At least 30 suspected militants were arrested, including Burkina leader Ali Ali Sidibe, while the authorities confiscated weapons, ammunition, USB keys, and mobile phones. Another 40 suspects – including 16 from Cote d’Ivoire – were arrested in May during joint counter-terrorism operations along the border.
INTERPOL is now helping both countries to use biometric data during investigations. To date, biometrics data for 37 suspects have been entered into INTERPOL’s databases and shared with the 194 member states to identify any links with the attacks and other individuals.
“The COVID-19 pandemic does not stop terrorist activities, which means that law enforcement operations must continue and will continue to address these threats,” said INTERPOL Secretary General Jürgen Stock.

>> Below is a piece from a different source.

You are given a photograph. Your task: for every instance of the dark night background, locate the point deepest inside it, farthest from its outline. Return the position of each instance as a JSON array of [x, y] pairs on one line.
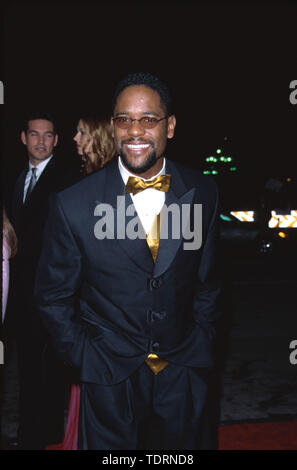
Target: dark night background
[[229, 66]]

He added: “Sharing this information with our member states enhances INTERPOL’s role as a global early warning system, enabling the police to make contacts that would not be disclosed otherwise.”
In the database, there are more than a million suspects, documents, financial accounts, and other terrorist-related entities in the Sahel region and beyond, including 85,000 foreign combatant profiles.
INTERPOL’s regional anti-terrorist base in Abidjan is now providing assistance to its counterparts in Ouagadougou to collect biometric data on some of the other suspects arrested in counter-terrorism operations.